5.5 Ik wijs ten slotte op de volgende passage uit de MvA aan de Eerste Kamer:(19)
"Het voor de heffing van BTW relevante tijdstip is het tijdstip van levering. Op dat tijdstip al moeten worden beoordeeld of de onbebouwde grond die wordt geleverd, voldoet aan de criteria die gelden voor bouwterreinen. Is er op dat moment (nog) sprake van bewerkingen of voorzieningen die zijn aangebracht met het oog op de bebouwing van die grond en die de grond dus (meer) geschikt hebben gemaakt voor bebouwing, dan is sprake van een bouwterrein. Is dat echter niet (of niet meer) het geval omdat de bewerkingen ongedaan zijn gemaakt of de voorzieningen zijn verwijderd, dan is er geen sprake meer van een bouwterrein en blijft BTW-heffing achterwege. (...)".

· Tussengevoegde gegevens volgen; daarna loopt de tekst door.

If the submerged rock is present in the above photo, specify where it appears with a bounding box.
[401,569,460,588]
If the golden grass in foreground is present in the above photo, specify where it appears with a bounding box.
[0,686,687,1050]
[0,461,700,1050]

5.6 Het uitgangspunt van de huidige wetgeving is richtlijnconforme heffing van de levering van onroerend goed, hetgeen een driedeling van grond meebrengt in bebouwde grond, bouwterreinen en onbebouwde niet voor bouw bestemde grond. De huidige Nederlandse wetgeving is ook naar uw oordeel in overeenstemming met de Zesde BTW-Richtlijn (thans: de BTW-Richtlijn 2007); u zie HR 24 december 2004, nr. 39 489, na conclusie De Wit, BNB 2005/124, met noot Bijl (Dijkverzwaringsarrest), waarin u overwoog:
"-3.3.1. (...). Na het arrest van het Hof van Justitie van de Europese Gemeenschappen van 28 maart 1996, Gemeente Emmen, nr. C-468/93, Jurispr. 1996, blz. I-1721, V-N 1996, blz. 1545, punt 24, moet ervan worden uitgegaan dat het aan de lidstaten is aan te geven wat de inhoud is van de term bouwterrein, zoals die wordt gebruikt in artikel 4, lid 3, letter b, van de Zesde richtlijn. Uit het arrest kan tevens worden afgeleid, dat het de lidstaten vrijstaat de bouwrijpheid van de grond als criterium voor te schrijven. Het Hof van Justitie heeft in vermeld arrest wel een randvoorwaarde gesteld waaraan moet worden voldaan bij het vaststellen van de inhoud van het begrip bouwterrein. Om het doel van artikel 13, B, letter h, van de Zesde richtlijn te eerbiedigen, moet uitgangspunt blijven dat de levering van onbebouwde terreinen die niet als ondergrond voor een opstal bestemd zijn, dient te zijn vrijgesteld. Of aan de vereisten voor de vrijstelling is voldaan, dient - bij iedere levering opnieuw - te worden beoordeeld op het tijdstip van levering van een perceel. De Nederlandse regeling, zoals neergelegd in artikel 11, lid 1, letter a, onder ten eerste, juncto artikel 11, lid 4, van de Wet, geeft, naar niet voor redelijke twijfel vatbaar is, een voldoende waarborg ter verzekering van de doelstelling van artikel 13, B, letter h, van de Zesde richtlijn."
B. Jurisprudentie
5.7 Als gevolg van verschillen tussen overdrachtsbelasting en omzetbelasting is het soms voordeliger om een "bouwterrein" te leveren (met name als de koper een ondernemer is die input-BTW kan aftrekken; hij vermijdt dan niet-aftrekbare overdrachtsbelasting) en soms voordeliger om onbebouwde grond te leveren (met name als de koper een particulier is; hij vermijdt dan de hogere omzetbelasting door betaling van de lagere overdrachtsbelasting). In de rechtspraak is de uitleg van het begrip 'bouwterrein' daarom meer malen aan de orde geweest.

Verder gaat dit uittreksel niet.